Cubrick... A classical movie, really love it. Apocalypse is also a good Nam film but quite about something different.


----------



## P38 Pilot (Sep 20, 2005)

Apocalyspe Now was WIERD. First they are traveling down river and the next thing to happen is that their with the natives!! My favorite Nam movies are Hamburger Hill, Full Metal Jacket, We Were Soldiers, and Platoon.


----------



## DerAdlerIstGelandet (Sep 23, 2005)

I loved Apocolypse Now. All time classic.


----------



## Pisis (Sep 23, 2005)

I didn't see any of the Hamburger Hill, We Were Soldiers, and Platoon movies, since they're hardly to be achieved here. Just maybe in some DVD rental office.......


----------



## cheddar cheese (Sep 23, 2005)

DerAdlerIstGelandet said:


> I loved Apocolypse Now. All time classic.



Its awesome up to the crazy native people at the end. Then its real pants.


----------



## FLYBOYJ (Sep 23, 2005)

DerAdlerIstGelandet said:


> I loved Apocolypse Now. All time classic.



My brother (2 tour Viet Nam Vet) says in his opinion this movie was the most authentic Viet Nam movie as far as the chaos and confusion.

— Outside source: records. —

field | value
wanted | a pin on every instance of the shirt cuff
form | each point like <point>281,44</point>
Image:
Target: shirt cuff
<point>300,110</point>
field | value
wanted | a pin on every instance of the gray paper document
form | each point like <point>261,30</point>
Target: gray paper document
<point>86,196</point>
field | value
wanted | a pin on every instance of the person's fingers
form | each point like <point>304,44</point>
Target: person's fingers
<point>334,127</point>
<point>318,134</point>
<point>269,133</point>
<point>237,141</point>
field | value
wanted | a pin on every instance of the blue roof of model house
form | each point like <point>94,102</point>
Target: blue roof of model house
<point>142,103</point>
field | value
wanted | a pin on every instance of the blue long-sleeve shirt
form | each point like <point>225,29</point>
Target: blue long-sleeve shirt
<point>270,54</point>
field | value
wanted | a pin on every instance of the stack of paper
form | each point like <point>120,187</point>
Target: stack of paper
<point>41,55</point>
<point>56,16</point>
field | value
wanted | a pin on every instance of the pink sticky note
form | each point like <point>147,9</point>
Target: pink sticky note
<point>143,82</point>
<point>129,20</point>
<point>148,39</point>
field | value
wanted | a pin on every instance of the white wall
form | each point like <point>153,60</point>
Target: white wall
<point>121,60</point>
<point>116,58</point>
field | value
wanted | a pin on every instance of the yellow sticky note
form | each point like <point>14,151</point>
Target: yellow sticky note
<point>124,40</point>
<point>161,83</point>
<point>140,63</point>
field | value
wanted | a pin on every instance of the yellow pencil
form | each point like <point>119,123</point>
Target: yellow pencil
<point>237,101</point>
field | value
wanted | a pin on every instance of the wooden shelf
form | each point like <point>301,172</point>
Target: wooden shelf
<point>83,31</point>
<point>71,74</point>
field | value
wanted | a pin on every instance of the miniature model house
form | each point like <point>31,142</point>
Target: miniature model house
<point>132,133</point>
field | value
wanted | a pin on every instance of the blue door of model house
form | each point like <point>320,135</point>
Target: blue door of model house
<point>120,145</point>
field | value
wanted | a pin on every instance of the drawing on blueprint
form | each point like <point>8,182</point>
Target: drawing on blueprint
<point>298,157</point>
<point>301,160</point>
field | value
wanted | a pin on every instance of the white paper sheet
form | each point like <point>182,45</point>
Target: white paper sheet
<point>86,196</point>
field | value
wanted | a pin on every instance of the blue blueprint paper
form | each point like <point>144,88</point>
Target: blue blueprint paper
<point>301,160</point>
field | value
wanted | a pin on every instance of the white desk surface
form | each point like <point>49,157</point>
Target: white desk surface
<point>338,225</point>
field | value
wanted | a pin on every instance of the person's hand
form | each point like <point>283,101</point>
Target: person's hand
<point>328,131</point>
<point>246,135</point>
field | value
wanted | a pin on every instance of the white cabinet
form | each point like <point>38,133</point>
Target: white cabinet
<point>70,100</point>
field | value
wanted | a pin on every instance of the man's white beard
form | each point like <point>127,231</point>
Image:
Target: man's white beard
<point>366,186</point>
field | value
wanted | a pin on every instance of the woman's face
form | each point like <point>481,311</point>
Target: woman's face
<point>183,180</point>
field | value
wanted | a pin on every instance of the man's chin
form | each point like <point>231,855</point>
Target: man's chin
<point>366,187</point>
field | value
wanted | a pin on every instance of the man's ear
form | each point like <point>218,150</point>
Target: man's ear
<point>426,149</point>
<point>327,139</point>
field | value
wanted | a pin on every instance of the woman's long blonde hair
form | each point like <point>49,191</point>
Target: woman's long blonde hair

After he saw it he had his recurring nightmares comeback


----------



## the lancaster kicks ass (Sep 24, 2005)

i've never seen it.........


----------



## P38 Pilot (Sep 24, 2005)

Yeah but what about We Were Soldiers? I have actually met the Lt.Colonel who was in charge of the men fighting there. He's a great guy, always put the men 1st before anything else.

Now here's Hamburger Hill. I think Hamburger Hill is realistic. I had a Cousin to fight there. He doesent talk about it much, but my other cousin who also fought in Vietnam is going to get him.


----------



## Pisis (Sep 24, 2005)

Yeah, the Apocalypse purely shows the atmosphere there...........


----------



## DerAdlerIstGelandet (Sep 24, 2005)

It deffinatly is a crazy movie and in my opinion the best Vietnam movie.


----------



## P38 Pilot (Sep 24, 2005)

Apocalyspe Now isnt my favorite but it was interesting. I still think We Were Soldiers, Hamburger Hill, and Platoon are the best.


----------



## DerAdlerIstGelandet (Sep 25, 2005)

Those are good but not my favorites.


----------



## P38 Pilot (Sep 25, 2005)

We should make a all time favorite war movie thread!


----------



## DerAdlerIstGelandet (Sep 25, 2005)

Its already been done basically but if you want to start another go ahead.


----------



## P38 Pilot (Sep 25, 2005)

Cool. I thought the thread was about WWII movies only? This one will be an Any War Movie thread from past to the present!

Im going to start it right now!


----------



## DerAdlerIstGelandet (Sep 25, 2005)

Okay


----------